Re: [PATCH v4 0/2] Control over userfaultfd kernel-fault handling

From: Andrea Arcangeli <aarcange@redhat.com>
To: Nick Kralevich <nnk@google.com>
Cc: Lokesh Gidra <lokeshgidra@google.com>,
	Kees Cook <keescook@chromium.org>,
	Jonathan Corbet <corbet@lwn.net>, Peter Xu <peterx@redhat.com>,
	Sebastian Andrzej Siewior <bigeasy@linutronix.de>,
	Andrew Morton <akpm@linux-foundation.org>,
	Alexander Viro <viro@zeniv.linux.org.uk>,
	Stephen Smalley <stephen.smalley.work@gmail.com>,
	Eric Biggers <ebiggers@kernel.org>,
	Daniel Colascione <dancol@dancol.org>,
	"Joel Fernandes (Google)" <joel@joelfernandes.org>,
	Linux FS Devel <linux-fsdevel@vger.kernel.org>,
	linux-kernel <linux-kernel@vger.kernel.org>,
	linux-doc@vger.kernel.org, Kalesh Singh <kaleshsingh@google.com>,
	Calin Juravle <calin@google.com>,
	Suren Baghdasaryan <surenb@google.com>,
	Jeffrey Vander Stoep <jeffv@google.com>,
	"Cc: Android Kernel" <kernel-team@android.com>,
	Mike Rapoport <rppt@linux.vnet.ibm.com>, Shaohua Li <shli@fb.com>,
	Jerome Glisse <jglisse@redhat.com>,
	Mauro Carvalho Chehab <mchehab+huawei@kernel.org>,
	Johannes Weiner <hannes@cmpxchg.org>,
	Mel Gorman <mgorman@techsingularity.net>,
	Nitin Gupta <nigupta@nvidia.com>,
	Vlastimil Babka <vbabka@suse.cz>,
	Iurii Zaikin <yzaikin@google.com>,
	Luis Chamberlain <mcgrof@kernel.org>
Subject: Re: [PATCH v4 0/2] Control over userfaultfd kernel-fault handling
Date: Sat, 24 Oct 2020 01:28:16 -0400	[thread overview]
Message-ID: <20201024052816.GD19707@redhat.com> (raw)
In-Reply-To: <CAFJ0LnGoD9NaKhbsohdXo5zt5nyMOX=g1aMRX0b0W1zBSNaSBg@mail.gmail.com>

Hello,

On Thu, Oct 08, 2020 at 04:22:36PM -0700, Nick Kralevich wrote:
> I haven't tried to verify this myself. I wonder if the usermode
> hardening changes also impacted this exploit? See
> https://lkml.org/lkml/2017/1/16/468

My plan was to:

1) reproduce with the old buggy kernel

2) forward port the bug to the very first version that had both the
   slub and page freelist randomization available and keep them
   disabled

3) enable the freelist randomization features (which are already
   enabled by default in the current enterprise kernels) and see if
   that makes the attack not workable

The hardening of the usermode helper you mentioned is spot on, but it
would have been something to worry about and possibly roll back at
point 2), but I couldn't get past point 1)..

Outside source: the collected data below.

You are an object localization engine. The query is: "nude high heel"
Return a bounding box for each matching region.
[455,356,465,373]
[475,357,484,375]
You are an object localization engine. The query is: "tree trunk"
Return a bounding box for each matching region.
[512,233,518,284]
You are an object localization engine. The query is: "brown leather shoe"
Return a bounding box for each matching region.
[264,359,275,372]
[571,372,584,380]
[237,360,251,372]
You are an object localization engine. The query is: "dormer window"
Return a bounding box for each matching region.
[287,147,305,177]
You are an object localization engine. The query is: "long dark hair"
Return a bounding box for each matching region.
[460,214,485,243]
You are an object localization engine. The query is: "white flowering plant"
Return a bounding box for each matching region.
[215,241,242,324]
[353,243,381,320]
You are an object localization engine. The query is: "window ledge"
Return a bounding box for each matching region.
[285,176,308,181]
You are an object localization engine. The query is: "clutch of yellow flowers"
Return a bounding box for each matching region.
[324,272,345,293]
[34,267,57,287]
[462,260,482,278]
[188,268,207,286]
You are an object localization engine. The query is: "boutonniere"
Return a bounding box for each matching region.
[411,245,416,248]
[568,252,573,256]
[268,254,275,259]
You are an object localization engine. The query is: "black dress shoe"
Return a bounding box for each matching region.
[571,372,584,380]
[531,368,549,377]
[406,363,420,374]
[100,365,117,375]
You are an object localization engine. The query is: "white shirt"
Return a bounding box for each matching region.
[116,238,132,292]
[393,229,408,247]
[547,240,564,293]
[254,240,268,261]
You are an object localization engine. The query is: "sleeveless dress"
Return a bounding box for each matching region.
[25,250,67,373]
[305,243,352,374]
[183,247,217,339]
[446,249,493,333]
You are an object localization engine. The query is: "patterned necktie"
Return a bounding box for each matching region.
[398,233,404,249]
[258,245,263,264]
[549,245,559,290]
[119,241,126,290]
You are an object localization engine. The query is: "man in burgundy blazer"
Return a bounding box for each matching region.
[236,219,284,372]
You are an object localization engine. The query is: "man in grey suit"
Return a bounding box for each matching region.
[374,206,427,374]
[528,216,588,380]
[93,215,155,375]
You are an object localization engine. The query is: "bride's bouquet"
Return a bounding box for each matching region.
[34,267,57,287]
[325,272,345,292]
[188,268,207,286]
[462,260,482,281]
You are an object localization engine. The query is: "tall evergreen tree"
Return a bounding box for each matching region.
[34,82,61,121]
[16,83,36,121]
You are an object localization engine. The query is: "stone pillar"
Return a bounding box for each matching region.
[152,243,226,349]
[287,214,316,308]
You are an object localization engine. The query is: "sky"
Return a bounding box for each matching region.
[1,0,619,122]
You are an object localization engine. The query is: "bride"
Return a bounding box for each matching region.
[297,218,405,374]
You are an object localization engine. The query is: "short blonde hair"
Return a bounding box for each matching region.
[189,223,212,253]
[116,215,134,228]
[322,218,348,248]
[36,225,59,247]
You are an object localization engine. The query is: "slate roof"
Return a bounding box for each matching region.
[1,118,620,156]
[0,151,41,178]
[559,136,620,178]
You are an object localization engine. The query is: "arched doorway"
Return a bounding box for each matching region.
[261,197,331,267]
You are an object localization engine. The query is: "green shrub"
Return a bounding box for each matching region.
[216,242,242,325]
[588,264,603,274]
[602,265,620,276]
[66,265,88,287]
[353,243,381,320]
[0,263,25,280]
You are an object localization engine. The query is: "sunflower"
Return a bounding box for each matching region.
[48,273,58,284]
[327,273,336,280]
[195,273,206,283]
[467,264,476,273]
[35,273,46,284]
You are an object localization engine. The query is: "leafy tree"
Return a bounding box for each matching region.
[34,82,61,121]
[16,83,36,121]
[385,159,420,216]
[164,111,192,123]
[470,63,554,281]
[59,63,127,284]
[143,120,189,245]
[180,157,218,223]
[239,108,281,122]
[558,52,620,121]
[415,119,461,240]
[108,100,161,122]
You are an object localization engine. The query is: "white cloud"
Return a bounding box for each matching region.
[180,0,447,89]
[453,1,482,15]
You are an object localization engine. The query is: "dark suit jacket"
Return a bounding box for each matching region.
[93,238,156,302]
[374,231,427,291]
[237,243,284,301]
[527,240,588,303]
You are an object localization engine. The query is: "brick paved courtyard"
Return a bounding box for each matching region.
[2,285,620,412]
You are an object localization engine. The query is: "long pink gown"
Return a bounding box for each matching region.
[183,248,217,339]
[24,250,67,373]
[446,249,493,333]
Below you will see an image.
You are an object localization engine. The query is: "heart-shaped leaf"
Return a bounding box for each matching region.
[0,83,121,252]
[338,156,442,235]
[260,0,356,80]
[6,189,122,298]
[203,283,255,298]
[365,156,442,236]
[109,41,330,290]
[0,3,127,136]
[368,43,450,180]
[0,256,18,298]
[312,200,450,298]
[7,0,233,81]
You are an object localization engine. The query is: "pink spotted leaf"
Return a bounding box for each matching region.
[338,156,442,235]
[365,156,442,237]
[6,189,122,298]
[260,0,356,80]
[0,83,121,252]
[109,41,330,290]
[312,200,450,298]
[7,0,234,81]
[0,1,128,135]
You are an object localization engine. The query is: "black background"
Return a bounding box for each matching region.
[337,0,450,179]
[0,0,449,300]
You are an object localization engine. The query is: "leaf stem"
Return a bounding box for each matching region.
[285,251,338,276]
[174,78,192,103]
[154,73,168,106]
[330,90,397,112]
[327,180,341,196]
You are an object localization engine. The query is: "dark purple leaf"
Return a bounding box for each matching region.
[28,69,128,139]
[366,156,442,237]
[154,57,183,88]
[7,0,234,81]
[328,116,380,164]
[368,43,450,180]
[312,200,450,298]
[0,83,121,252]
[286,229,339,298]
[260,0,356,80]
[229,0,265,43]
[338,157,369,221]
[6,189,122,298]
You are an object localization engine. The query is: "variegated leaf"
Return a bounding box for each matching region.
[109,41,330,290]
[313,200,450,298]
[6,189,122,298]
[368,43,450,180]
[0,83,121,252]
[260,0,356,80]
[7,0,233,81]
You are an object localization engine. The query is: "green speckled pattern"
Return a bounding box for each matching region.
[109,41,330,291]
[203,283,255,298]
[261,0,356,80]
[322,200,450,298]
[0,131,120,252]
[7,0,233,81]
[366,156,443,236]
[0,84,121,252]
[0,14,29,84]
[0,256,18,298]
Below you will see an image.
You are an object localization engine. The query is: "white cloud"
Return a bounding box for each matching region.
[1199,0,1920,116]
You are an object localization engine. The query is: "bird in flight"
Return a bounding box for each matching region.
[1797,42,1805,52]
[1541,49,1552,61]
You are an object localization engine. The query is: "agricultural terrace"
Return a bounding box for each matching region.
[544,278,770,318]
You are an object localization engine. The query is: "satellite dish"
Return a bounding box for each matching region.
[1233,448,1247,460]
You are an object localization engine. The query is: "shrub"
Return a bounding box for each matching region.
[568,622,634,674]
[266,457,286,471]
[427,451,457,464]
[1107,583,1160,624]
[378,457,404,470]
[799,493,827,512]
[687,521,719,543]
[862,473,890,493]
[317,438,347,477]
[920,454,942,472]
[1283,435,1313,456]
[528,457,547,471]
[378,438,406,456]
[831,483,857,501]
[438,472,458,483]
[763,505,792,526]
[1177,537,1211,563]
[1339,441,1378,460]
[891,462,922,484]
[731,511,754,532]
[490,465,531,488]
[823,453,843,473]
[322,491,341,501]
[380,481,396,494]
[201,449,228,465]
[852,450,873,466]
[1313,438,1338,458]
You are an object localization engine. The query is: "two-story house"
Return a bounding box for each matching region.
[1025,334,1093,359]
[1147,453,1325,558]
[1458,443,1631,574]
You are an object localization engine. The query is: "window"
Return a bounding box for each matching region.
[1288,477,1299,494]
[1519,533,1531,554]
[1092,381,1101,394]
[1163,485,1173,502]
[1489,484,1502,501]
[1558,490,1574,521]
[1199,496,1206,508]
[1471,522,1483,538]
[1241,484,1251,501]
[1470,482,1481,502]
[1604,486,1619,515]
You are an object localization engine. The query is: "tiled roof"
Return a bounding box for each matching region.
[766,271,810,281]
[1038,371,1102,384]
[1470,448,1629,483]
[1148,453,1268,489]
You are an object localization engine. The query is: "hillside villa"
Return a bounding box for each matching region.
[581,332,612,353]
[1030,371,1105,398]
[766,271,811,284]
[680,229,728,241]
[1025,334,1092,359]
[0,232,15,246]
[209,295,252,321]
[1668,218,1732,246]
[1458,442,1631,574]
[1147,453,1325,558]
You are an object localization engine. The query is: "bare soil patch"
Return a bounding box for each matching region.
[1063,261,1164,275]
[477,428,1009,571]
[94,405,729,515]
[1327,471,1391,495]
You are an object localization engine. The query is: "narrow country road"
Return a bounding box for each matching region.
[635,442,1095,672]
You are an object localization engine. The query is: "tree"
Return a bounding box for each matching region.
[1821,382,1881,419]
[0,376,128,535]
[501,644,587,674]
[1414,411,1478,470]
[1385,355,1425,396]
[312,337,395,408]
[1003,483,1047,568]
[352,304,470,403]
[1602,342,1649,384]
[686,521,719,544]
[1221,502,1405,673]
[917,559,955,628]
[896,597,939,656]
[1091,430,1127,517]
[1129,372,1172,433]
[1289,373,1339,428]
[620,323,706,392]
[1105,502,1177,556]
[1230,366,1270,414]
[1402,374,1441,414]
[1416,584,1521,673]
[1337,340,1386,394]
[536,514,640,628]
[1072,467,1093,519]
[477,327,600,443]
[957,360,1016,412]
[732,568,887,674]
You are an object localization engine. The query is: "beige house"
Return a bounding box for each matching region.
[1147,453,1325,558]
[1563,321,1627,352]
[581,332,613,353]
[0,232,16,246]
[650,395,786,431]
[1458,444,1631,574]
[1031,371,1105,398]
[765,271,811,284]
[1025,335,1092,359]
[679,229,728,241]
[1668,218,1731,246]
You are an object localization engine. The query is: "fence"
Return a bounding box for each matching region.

Plenty other hardening techniques (just like the usermode helper) are
very specific to a single attack, but the randomization looks generic
enough to cover the entire class.

> But again, focusing on an exploit, which is inherently fragile in
> nature and dependent on the state of the kernel tree at a particular
> time, is unlikely to be useful to analyze this patch.

Agreed. A single exploit using userfaultfd to enlarge the race window
of the use-after-free, not being workable anymore with randomized slub
and page freelist enabled, wouldn't have meant a thing by itself.

As opposed if that single exploit was still fairly reproducible, it
would have been enough to consider the sysctl default to zero as
something providing a more tangible long term benefit. That would have
been good information to have too, if that's actually the case.

I was merely attempting to get a first data point.. overall it would
be nice to initiate some research to verify the exact statistical
effects that slub/page randomization has on those use-after-free race
conditions that can be enlarged by blocking kernel faults, given we're
already paying the price for it. I don't think anybody has a sure
answer at this point, if we can entirely rely on those features or not.

> Seccomp causes more problems than just performance. Seccomp is not
> designed for whole-of-system protections. Please see my other writeup
> at https://lore.kernel.org/lkml/CAFJ0LnEo-7YUvgOhb4pHteuiUW+wPfzqbwXUCGAA35ZMx11A-w@mail.gmail.com/

Whole-of-system protection I guess helps primarily because it requires
no change to userland I guess.

An example of a task not running as root (and without ptrace
capability) that could use more seccomp blocking:

# cat /proc/1517/cmdline ; echo ; grep CapEff /proc/1517/status; grep Seccomp /proc/1517/status
/vendor/bin/hw/qcrild
CapEff: 0000001000003000
Seccomp:        0

My view is that if the various binaries started by init.rc are run
without a strict seccomp filter there would be more things to worry
about, than kernel initiated userfaults for those.

Still the solution in the v5 patchset looks the safest for all until
we'll be able to tell if the slub/page randomizaton (or any other
generic enough robustness feature) is already effective against an
enlarged race window of kernel initiated userfaults and at the same
time it provides the main benefit of avoiding divergence in the
behavior of the userfaultfd syscall if invoked within the Android
userland.

Thanks,
Andrea